Decades of research has demonstrated why this discovery is considered one of the greatest scientific achievements of the 20th century, providing a level of protection against a health ailment that nearly everyone will face.
Fluoride toothpaste is simply the most effective and proven way to protect teeth.
Fluoride Toothpaste | Look for the ADA Seal of Acceptance
How do you find an effective toothpaste for your child?
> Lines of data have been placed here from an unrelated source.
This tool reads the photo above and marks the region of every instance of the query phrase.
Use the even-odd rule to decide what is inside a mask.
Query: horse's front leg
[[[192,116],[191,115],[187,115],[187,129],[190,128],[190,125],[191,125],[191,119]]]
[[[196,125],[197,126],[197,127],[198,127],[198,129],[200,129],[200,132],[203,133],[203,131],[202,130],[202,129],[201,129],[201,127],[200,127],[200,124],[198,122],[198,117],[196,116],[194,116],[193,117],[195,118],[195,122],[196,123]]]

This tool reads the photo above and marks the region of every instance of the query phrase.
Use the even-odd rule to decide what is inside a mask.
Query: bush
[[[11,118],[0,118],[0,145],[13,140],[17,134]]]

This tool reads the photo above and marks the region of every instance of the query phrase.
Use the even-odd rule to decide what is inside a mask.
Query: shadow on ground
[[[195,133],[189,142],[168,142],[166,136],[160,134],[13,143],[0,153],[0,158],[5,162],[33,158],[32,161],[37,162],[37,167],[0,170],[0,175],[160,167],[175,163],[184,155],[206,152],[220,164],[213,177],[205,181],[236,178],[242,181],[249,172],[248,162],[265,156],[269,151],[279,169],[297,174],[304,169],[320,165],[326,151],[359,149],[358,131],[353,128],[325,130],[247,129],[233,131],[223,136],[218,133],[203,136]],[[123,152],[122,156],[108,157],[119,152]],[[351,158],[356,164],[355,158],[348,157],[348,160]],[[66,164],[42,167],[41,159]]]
Fortunately, there’s no need for you to go back to school to understand the intricacies of ingredients labels.
The American Dental Association(ADA) took the guesswork out of toothpaste selection by certifying toothpastes that are safe, contain cavity-preventing fluoride, and have been demonstrated to work.
That Spongebob toothpaste is just fine as long as it has the ADA Seal of Acceptance.
The Amount of Toothpaste Matters
It’s not a question of if your children should use fluoride toothpaste (they absolutely should); it’s a question of how much they should use.
Even healthy, essential nutrients like natural fluoride can cause problems when we consume too much. The trace amounts of fluoride in toothpaste (or in water, for that matter) aren’t great enough to pose a health risk, but toothpaste should still not be swallowed.
Very young children that are just learning to brush should be supervised to make sure they spit out their toothpaste rather than swallow. We recommend doing it as a family activity anyway, as it’s a good way to build healthy habits and set a good example of proper brushing.
Brushing with fluoride should start from the day the first tooth arrives. Until they are about three years of age, a tiny, rice-sized sliver of toothpaste is sufficient to brush little teeth. From there, they can move up to a pea-sized dab of toothpaste until first grade. Children can then regularly use a “regular” amount of toothpaste, just as you would.
These amounts keep fluoride at safe levels for children, even if they do swallow their toothpaste.
Choose Fluoride Toothpaste
Fluoride toothpaste is the clear choice for parents that want to protect their children. Teach children to brush correctly and use the proper amount of toothpaste, remembering not to swallow, and they will be well on their way to a lifetime of good oral health.